I wonder, though, if the overhead of passing larger objects, multiple 
times from P2P, and having the service inspect these each time, is worth 
the pain for the gain?  I guess it isn't so much larger a message than 
other P2P broadcasts (so long as we broadcast only the triple, and not 
the payload), but its still more network traffic than we currently have.  

>(Note that there may be some fuzzy ground here between
>the notions of a "type" and a "value"; for example, if one uses the LSID
>structure (as I understand it), the "namespace" is a property of the "value"
>instead of the "type" of that data, but would probably be critical in matching
>retrieval services to the data; 
>
in MOBY we consider namespace a data type, rather than a value.

>another example would be a "sequence", for
>which the "alphabet" used by the sequence could be encoded into a subtype or
>simply viewed as a property of the sequence "value".)
>
this is exactly the level of complexity that I was hoping to avoid at 
the registry (discovery) level.

>Though I certainly agree that
>having services that are more self-descriptive will be valuable, I don't think
>we should rule out the possibility of exploring alternative approaches to
>the service brokering.
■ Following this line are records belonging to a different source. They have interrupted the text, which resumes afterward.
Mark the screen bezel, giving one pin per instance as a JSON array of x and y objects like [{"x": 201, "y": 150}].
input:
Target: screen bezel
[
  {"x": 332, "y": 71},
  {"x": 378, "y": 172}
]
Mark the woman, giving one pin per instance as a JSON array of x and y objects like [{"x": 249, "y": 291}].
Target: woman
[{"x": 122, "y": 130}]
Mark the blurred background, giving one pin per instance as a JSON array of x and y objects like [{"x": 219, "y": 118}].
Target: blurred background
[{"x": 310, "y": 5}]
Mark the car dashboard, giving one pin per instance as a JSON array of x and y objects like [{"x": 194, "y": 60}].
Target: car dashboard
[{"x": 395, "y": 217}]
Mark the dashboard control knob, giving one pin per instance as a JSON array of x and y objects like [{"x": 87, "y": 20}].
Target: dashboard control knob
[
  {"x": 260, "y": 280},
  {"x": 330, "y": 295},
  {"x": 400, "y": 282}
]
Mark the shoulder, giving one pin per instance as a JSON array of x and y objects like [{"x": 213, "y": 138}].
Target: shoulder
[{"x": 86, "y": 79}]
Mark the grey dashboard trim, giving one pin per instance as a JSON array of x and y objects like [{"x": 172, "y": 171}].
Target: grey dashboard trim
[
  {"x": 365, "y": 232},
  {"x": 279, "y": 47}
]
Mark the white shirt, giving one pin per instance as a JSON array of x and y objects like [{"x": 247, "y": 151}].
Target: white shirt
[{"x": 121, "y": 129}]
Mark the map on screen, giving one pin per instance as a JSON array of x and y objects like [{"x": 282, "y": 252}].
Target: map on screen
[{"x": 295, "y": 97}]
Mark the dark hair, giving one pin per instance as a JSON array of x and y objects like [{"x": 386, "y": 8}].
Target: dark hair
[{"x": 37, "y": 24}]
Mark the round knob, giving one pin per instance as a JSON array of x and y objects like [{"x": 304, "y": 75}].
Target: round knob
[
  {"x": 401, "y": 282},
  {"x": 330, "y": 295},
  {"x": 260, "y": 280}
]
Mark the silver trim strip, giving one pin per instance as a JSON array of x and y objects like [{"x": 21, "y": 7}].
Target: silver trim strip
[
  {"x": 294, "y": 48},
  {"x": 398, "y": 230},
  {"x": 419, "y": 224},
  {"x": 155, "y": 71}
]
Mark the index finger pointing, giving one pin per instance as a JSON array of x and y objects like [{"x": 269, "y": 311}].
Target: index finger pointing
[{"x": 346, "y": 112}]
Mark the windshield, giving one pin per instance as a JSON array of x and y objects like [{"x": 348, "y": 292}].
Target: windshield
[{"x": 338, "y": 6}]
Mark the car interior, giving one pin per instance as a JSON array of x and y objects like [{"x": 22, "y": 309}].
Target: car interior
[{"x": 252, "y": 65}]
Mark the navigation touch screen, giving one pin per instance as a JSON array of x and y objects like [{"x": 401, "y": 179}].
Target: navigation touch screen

For example, one could imagine "MOBY Central" as
>being nothing more than a registry of distributed "ServiceProviders"
>(and probably the registry of the "ontologies/vocabularies" of data types
>and service types or service descriptors). 
>
So in this way it breaks the P2P paradigm in that you *must* connect to 
MOBY Central first in order to discover service providers, rather than 
discovering service providers through broadcasting over the P2P network?

... if so... what have we gained (other than the ability of the service 
provider to inspect the data... which is in itself significant!)

>(Note that I'm deliberately trying to paint this picture without
>using SOAP/WSDL for the time being, although one could imagine using those
>as well....)
>
sure

>We can explore the pros and cons of the various approaches in subsequent
>discussions, but I hope this helps get people thinking in different
>ways about the problem.
>
let's start exploring them now :-)  

Although I see the power gained by a more P2P architecture, I think a 
couple of things (important things) are lost by going this route:

1)  Simplicity of service provision
2)  Semi/fully automated workflow discovery (finding a path from an 
input to an output data type through multiple services)

The latter can probably be accomplished using the brokering approach you 
describe, but it isn't as straightforward and (as best I can imagine in 
my current state) would have to be accomplished by possibly endless 
trial-and-error traversals of many dynamically discovered service paths.  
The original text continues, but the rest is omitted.